1. ## Double Integral Limits

Hi,

I don't understand how the limits in the solution of part (b) have been obtained. Please explain how it's done.

Thanks

2. Originally Posted by algorithm
Hi,

I don't understand how the limits in the solution of part (b) have been obtained. Please explain how it's done.

Thanks
$\displaystyle \int_{y=a}^{y=b} \int_{x=f(y)}^{x=g(y)} x^2+y^2 \,dx\, dy$

where $\displaystyle x = f(y)$ the left curve of your region, $\displaystyle x = g(y)$ the right curve of your region, $\displaystyle y = a$ the bottom point of your region and $\displaystyle y = b$, the top point of your region.

3. Well, the limits from the first integral are given by the line $\displaystyle y=\frac{x}{\sqrt{3}}$ and the section of the circle equation given by $\displaystyle x^{2}+y^{2}=1^{2}$.

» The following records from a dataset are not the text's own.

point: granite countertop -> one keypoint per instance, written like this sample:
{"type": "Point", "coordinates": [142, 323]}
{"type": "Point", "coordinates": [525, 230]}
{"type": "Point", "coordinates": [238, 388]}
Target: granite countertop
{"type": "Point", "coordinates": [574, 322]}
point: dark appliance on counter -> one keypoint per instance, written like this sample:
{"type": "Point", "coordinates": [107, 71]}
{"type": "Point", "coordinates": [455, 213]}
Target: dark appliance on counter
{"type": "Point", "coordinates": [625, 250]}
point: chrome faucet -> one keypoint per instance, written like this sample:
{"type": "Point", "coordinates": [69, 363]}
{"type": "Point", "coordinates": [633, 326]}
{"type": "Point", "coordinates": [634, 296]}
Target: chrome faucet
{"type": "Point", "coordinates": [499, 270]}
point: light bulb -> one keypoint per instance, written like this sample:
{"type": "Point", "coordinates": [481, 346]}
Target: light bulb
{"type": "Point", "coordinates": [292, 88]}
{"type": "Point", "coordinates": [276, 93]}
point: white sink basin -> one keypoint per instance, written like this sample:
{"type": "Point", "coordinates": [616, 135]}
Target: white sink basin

First, we can see that the first (inner) most integral is with respect to $\displaystyle x$; thus, we must solve our two equations for $\displaystyle x$. Also, notice the second integral is with respect to $\displaystyle y$. Therefore, we must make sure we only have y's in our second integrand. Solving our two equations for $\displaystyle x$ will give us that.

So, solving for $\displaystyle x$ we get $\displaystyle x=y\sqrt{3}$ and $\displaystyle x=\sqrt{1-y^{2}}$.

Therefore, we have $\displaystyle \int_{y\sqrt{3}}^{\sqrt{1-y^{2}}}(x^2+y^2) \,dx$ as our inside integral. The limits are ordered the way they are, because the circle is above the line.

The outside integral just tells us how far up the y-axis to integrate. So, that’s where the limits are coming from.

And, just a note, when you are dealing with iterated integrals, always make sure your outer most limits are numbers and not functions.